Ion kromium (III) (atau kromi, Cr3+) adalah stabil, dan diturunkan dari
dikromium trioksida (atau kromium trioksida), Cr2O3. Dalam larutan, ion-ion ini
berwarna hijau atau lembayung (Svehla, 1985:271).
Oksida kromium bersama-sama ionnya yang penting yaitu Cr2O3-hijau,
dan CrO3-merah tua.
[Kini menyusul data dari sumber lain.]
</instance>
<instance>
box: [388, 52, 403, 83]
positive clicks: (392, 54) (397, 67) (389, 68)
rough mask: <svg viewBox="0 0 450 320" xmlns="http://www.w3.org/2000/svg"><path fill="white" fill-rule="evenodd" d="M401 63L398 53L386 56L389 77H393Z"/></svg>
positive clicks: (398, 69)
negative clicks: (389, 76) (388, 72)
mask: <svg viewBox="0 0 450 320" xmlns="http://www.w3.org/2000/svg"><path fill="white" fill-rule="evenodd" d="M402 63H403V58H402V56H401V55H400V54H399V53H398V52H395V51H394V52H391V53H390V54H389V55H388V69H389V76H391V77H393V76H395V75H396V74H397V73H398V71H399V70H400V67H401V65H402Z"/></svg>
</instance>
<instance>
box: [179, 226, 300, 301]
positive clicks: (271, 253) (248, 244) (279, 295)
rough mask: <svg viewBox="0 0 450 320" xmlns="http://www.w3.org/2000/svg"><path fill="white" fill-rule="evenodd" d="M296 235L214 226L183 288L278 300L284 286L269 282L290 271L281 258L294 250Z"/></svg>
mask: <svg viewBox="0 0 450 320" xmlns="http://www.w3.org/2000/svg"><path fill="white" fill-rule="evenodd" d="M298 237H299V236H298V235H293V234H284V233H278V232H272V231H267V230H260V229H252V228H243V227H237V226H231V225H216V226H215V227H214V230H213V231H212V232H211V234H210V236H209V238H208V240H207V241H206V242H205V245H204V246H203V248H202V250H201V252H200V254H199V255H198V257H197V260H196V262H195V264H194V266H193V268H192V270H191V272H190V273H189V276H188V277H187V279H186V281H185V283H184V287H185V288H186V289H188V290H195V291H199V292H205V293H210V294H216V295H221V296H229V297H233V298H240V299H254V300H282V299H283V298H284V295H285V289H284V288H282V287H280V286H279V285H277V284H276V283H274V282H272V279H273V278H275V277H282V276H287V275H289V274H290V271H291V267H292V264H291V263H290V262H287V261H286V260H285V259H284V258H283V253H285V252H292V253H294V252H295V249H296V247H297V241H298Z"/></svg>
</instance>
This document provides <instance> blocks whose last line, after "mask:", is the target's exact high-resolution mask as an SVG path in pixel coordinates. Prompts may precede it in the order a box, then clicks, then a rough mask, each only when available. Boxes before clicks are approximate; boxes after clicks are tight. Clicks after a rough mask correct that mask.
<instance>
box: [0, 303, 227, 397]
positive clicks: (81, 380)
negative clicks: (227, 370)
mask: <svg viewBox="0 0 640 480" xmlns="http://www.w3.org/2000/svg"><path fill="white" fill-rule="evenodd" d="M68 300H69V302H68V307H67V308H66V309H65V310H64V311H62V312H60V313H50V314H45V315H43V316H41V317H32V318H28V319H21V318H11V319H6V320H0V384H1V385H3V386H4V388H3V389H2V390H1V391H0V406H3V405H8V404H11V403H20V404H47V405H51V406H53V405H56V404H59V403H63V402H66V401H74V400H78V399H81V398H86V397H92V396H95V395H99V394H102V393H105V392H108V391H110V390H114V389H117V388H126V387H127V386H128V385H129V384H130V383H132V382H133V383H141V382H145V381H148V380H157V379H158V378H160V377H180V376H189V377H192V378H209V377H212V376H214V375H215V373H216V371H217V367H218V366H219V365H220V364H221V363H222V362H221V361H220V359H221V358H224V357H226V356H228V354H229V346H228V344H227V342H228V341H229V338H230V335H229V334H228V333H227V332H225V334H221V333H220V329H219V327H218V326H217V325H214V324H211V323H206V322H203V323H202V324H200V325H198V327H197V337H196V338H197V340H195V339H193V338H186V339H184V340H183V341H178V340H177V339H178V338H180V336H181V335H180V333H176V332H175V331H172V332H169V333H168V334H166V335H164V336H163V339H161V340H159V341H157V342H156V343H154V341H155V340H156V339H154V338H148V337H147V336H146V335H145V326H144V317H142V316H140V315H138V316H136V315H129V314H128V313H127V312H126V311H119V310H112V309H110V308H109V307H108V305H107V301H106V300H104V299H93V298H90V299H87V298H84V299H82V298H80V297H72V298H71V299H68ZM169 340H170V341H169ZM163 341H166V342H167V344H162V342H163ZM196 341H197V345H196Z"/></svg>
Kromium (IV) oksida, CrO2-coklat kehitaman, juga dikenal
dan sangat bermanfaat karena sifatnya feromagnetik yang sangat baik untuk bahan
pembuatan pita rekaman magnetik seperti pita kaset atau video, namun hanya
sedikit senyawa kromium (IV) yang dikenal. Seperti halnya pada oksida
vanadium, sifat basa oksida hidroksida kromium menurun atau sifat asam naik
dengan naiknya tingkat oksidasi. Oleh karena itu, Cr2O3 demikian juga Cr(OH)3
bersifat amfoterik seperti halnya oksida dan hidroksida aluminium, sedangkan
CrO3 bersifat asam. Hal ini dapat dipahami bahwa Cr (VI) mempunyai jari-jari
ionik pendek dan rapatan muatan tinggi sehingga mempunyai kecenderungan
yang lebih besar sebagai akseptor electron, dan dengan demikian bersifat asam.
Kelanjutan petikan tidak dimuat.